Deflation in the energy sector has filtered through to lower prices for petrochemicals, plastics, and other chemicals with energy-related feedstocks, resulting in lower sales, earnings, and cash flow, according to Fitch Ratings. However, low North American natural gas and natural gas liquids (NGLs) prices should continue to be cost advantages for US chemical producers.

Despite the drop in oil prices, supply is anticipated to remain strong. Natural gas and NGL prices are expected to get an increase in demand due to rebased manufacturing capacity, chemical cracker expansions, and coal power plant retirements. However, this will not offset productivity gains in shale.

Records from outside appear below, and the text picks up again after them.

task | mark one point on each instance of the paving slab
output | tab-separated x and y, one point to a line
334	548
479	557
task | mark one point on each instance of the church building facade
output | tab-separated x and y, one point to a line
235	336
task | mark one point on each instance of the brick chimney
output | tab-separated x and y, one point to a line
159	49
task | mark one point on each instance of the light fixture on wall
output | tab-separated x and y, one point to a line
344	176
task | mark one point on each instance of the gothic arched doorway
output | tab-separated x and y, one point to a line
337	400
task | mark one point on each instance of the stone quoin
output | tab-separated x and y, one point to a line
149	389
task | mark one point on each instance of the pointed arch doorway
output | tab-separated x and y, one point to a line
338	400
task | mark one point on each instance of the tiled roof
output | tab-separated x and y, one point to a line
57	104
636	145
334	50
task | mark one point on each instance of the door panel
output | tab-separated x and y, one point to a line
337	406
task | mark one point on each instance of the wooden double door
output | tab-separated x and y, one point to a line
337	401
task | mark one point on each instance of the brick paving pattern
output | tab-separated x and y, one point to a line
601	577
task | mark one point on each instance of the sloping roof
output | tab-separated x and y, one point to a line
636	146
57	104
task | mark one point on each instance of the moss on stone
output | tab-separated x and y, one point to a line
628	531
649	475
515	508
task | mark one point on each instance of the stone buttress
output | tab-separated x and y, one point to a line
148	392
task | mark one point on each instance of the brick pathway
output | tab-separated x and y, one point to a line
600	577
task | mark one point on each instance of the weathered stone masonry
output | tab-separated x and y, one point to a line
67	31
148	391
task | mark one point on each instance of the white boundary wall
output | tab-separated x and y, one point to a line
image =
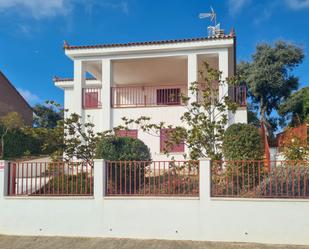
205	218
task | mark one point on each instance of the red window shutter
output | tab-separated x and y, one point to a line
168	96
91	99
127	133
163	139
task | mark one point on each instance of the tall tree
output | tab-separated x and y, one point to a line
47	115
295	109
9	122
269	76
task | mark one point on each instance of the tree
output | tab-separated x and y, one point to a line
296	108
204	119
47	116
9	122
80	140
269	75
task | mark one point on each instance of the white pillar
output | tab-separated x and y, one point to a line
106	93
98	178
205	182
3	178
192	74
79	82
224	69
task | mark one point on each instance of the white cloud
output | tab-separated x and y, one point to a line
297	4
121	6
36	8
235	6
29	96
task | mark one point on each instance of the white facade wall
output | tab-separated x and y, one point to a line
204	218
106	118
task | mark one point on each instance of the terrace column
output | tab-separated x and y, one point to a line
106	94
192	73
79	82
3	179
224	68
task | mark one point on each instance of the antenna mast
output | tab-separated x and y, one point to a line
213	30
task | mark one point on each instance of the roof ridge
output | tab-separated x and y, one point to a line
145	43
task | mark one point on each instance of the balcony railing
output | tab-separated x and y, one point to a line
139	96
239	94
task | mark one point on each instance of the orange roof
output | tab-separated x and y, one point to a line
221	37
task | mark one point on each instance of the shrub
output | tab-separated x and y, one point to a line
17	143
242	142
123	149
289	179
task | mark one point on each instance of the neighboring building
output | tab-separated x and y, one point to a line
146	79
12	101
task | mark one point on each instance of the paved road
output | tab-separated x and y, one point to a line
12	242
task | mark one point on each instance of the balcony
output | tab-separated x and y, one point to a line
147	95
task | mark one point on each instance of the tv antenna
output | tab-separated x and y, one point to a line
213	30
212	15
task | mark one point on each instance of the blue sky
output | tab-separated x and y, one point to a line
32	31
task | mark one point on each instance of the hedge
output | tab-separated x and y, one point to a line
18	144
242	142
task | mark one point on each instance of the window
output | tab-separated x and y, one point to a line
91	98
168	96
127	133
164	138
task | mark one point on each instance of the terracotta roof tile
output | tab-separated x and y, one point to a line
57	79
221	37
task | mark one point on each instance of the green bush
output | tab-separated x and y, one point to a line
17	144
242	142
123	149
286	180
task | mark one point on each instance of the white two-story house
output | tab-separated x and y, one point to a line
142	79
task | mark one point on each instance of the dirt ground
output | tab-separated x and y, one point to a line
17	242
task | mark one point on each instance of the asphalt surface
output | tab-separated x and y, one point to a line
24	242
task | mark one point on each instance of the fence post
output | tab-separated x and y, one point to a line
3	178
98	178
205	183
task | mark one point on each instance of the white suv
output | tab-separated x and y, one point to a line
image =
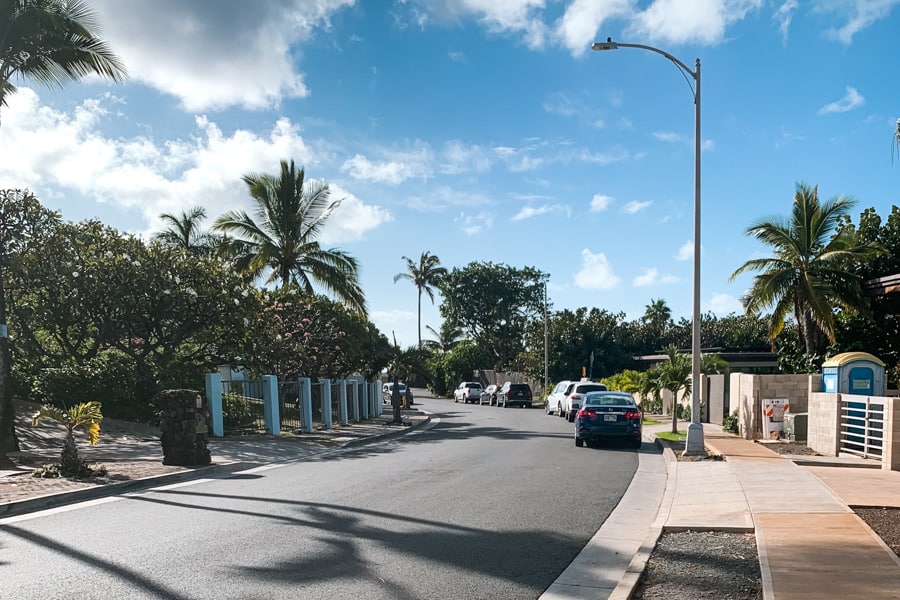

Despite oil price volatility, North American issuers in Fitch's rated portfolio continue to exhibit solid financial profiles and robust liquidity. The US chemicals sector is heterogeneous in composition; each subsegment has its own competitive dynamics and end-market exposure. Fitch believes producers should benefit from solid domestic demand in manufacturing and recovery in US construction and consumption. Strategic focus in the chemical sector continues around population trends for new product development and specialisation.

Non-diversified producers of intermediate commodity chemicals such as ethylene, propylene, and methanol have been negatively affected by the steep decline in oil prices. Pricing for derivatives further down the stream, such as polyethylene, have been more resilient as end-user demand has been strong in the top three North American end-markets: automotive and transportation, building and construction, and packaging. This has kept margins for integrated producers relatively healthy as feedstock prices remain near all-time lows.

The decrease in hydrocarbon derivatives should also benefit paints and coatings producers as these derivatives, particularly propylene, are used to create epoxies, resins, and latex, which are important raw materials for the industry. Fitch anticipates the decline in paints and coatings raw materials prices to be offset by solid growth in the residential and commercial repaint market and growth in nonresidential construction.